Contrary to petitioners’ further contention, the Acting Commissioner did not act arbitrarily or capriciously in concluding that petitioners were not permitted to seek a blanket waiver of the approximate dates of application. His conclusion that such waivers would eviscerate one of the core purposes of the legislation is also consistent with the plain wording of the statute and the legislative intent, and thus is neither arbitrary or capricious.

We agree with petitioners’ further contention that the court erred in declaring the rights of the parties and instead should have dismissed that part of the amended petition/complaint *1405seeking declaratory relief. We therefore modify the judgment in appeal No. 1 accordingly. Petitioners sought a declaration of the rights of the parties with respect to a 2002 consent order, and also sought further declarations that petitioners had the right to obtain waivers of the right to notification of the approximate dates upon which petitioners would apply products to the property of other customers. Pursuant to CPLR 3001, “[t]he supreme court may render a declaratory judgment. . . as to the rights and other legal relations of the parties to a justiciable controversy.” “A declaratory judgment action thus ‘requires an actual controversy between genuine disputants with a stake in the outcome,’ and may not be used as ‘a vehicle for an advisory opinion’ ” (Long Is. Light. Co. v Allianz Underwriters Ins. Co., 35 AD3d 253, 253 [2006], appeal dismissed 9 NY3d 1003 [2007], quoting Siegel, Practice Commentaries, McKinney’s Cons Laws of NY, Book 7B, CPLR C3001:3 at 259; see Ramunno v Skydeck Corp., 30 AD3d 1074, 1074 [2006]).

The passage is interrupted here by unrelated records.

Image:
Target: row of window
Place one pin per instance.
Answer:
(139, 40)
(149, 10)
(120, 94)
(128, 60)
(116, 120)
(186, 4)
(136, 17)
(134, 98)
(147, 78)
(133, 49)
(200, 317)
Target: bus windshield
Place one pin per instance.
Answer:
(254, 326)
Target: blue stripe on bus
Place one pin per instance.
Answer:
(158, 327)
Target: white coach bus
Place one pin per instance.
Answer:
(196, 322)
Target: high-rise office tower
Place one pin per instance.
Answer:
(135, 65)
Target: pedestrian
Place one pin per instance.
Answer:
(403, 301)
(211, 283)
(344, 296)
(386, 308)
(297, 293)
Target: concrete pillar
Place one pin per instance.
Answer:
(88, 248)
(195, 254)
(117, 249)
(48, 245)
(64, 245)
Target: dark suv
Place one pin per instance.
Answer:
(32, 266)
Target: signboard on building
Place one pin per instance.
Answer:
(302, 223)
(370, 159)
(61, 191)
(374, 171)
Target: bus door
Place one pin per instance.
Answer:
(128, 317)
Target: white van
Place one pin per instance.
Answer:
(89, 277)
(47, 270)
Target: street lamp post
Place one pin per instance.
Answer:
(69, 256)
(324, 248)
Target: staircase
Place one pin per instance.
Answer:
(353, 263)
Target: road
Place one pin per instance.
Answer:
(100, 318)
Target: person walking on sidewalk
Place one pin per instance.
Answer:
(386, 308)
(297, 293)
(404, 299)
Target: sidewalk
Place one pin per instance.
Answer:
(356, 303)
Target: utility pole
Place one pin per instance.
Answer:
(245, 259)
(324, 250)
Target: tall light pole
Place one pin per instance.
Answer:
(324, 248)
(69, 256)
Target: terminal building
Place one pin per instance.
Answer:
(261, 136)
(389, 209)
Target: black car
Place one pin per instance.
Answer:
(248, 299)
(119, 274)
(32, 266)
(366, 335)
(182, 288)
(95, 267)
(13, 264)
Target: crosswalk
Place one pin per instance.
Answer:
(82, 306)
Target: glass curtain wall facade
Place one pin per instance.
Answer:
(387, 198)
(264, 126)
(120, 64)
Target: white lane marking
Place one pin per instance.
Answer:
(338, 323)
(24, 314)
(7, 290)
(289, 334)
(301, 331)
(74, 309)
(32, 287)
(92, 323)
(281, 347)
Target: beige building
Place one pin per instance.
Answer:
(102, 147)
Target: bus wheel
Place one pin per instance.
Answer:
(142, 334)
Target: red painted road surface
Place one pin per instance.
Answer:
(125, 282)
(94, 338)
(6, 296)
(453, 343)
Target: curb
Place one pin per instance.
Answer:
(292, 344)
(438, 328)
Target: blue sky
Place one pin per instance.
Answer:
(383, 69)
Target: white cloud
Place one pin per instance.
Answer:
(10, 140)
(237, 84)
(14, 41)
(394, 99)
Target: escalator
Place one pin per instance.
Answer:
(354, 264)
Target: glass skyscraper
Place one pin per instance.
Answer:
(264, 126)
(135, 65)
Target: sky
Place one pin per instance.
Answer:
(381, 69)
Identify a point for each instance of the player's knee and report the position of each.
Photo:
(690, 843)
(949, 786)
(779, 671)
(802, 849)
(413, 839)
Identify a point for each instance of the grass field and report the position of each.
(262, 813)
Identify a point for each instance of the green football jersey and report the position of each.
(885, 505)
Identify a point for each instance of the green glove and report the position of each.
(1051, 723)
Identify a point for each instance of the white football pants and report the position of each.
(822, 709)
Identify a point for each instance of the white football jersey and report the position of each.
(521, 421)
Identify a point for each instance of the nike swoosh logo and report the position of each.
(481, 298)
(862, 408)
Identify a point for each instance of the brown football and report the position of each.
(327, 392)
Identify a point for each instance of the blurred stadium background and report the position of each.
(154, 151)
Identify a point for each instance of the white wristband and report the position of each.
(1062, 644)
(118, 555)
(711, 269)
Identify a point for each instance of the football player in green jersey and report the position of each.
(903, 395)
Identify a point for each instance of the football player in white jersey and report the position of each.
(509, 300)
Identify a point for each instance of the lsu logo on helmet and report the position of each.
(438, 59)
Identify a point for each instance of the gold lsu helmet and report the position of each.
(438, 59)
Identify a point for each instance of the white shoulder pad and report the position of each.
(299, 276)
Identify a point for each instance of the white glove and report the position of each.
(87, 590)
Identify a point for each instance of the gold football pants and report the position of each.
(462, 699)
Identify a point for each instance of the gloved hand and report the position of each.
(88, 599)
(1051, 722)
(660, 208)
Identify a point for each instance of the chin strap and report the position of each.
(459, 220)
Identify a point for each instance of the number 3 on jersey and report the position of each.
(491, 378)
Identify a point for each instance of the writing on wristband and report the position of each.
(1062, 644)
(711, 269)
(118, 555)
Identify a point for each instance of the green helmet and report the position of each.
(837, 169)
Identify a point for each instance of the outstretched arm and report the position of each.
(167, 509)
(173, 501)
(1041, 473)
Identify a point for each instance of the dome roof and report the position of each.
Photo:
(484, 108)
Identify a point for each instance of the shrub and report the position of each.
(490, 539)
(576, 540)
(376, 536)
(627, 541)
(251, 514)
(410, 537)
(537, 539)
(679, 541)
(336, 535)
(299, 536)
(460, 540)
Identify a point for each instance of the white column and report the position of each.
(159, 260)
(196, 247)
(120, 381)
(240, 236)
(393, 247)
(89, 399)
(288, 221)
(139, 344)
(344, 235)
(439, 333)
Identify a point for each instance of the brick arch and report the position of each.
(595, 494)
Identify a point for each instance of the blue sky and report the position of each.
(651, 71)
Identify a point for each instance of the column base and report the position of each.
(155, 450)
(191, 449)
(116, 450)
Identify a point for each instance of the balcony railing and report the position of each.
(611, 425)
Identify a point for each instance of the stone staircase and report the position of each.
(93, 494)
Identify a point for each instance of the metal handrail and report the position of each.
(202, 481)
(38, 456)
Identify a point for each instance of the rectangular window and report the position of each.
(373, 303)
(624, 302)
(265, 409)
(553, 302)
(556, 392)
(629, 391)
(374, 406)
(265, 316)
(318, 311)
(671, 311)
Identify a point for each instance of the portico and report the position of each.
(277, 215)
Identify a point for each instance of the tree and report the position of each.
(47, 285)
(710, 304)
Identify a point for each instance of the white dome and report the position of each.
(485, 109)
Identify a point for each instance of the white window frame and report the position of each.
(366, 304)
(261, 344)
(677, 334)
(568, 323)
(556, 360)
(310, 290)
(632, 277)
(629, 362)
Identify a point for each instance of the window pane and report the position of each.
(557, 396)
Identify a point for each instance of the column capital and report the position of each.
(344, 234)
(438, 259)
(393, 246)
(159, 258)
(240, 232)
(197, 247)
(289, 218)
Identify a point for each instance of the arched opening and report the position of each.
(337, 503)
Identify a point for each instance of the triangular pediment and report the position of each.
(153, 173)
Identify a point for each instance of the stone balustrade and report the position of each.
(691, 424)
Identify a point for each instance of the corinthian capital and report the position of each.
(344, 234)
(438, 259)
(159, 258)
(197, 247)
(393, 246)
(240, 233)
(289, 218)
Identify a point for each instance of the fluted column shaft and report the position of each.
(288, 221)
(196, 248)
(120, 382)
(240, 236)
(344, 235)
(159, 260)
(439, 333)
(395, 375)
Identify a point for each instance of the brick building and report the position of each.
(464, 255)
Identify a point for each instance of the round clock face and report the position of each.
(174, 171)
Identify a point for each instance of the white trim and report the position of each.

Here, the court, with the consent of the DEC, dismissed all charges related to alleged violations of the 2002 consent order, and thus no active controversy remained with respect to it. Petitioners’ remaining requests seek a declaration that petitioners may act in a certain manner in the future when interacting with other, unidentified consumers, and thus “presented hypothetical issues concerning future events which may or may not occur” (Matter of United Water New Rochelle v City of New York, 275 AD2d 464, 466 [2000]). Consequently, no justiciable controversy was presented, and the court was required to dismiss the amended petition/complaint insofar it sought declaratory relief (see generally Megibow v Condominium Bd. of Kips Bay Towers Condominium, Inc., 38 AD3d 265, 266 [2007]).

Contrary to petitioners’ further contention, the court properly dismissed the CPLR article 78 petition in appeal No. 2. In that proceeding, petitioners challenged the promulgation of the DEC’s “Policy DSHM-PES-05-11,” concerning “Compliance with Certain Provisions of Commercial Lawn Application Regulations” (2005 policy). The court dismissed the proceeding on the ground that it was not ripe for judicial review. The test for ripeness is well settled, to wit, a determination must be final before it is subject to judicial review (see CPLR 7801 [1]). “In order to determine whether an agency determination is final, a two-part test is applied. ‘First, the agency must have reached a definitive position on the issue that inflicts actual, concrete injury and[,] second, the injury inflicted may not be prevented or significantly ameliorated by further administrative action or by steps available to the complaining party’ ” (Matter of County *1406of Niagara v Dairies, 79 AD3d 1702, 1704 [2010], lv denied 17 NY3d 703 [2011], quoting Matter of Best Payphones, Inc. v Department of Info. Tech. & Telecom, of City of N.Y., 5 NY3d 30, 34 [2005], rearg denied 5 NY3d 824 [2005]). Here, the Acting Commissioner declined to apply the 2005 policy to the determination at issue, concluding that it was not yet in effect when petitioners applied the lawn care products at issue. Consequently, inasmuch as no “ ‘actual concrete injury’ ” has been inflicted and the injury was in fact “ ‘prevented or significantly ameliorated by further administrative action’ ” (id.), the matter is not ripe for judicial review.

We have considered petitioners’ remaining contentions, and conclude that they are without merit. Present — Scudder, P.J., Smith, Centra, Garni and Sconiers, JJ.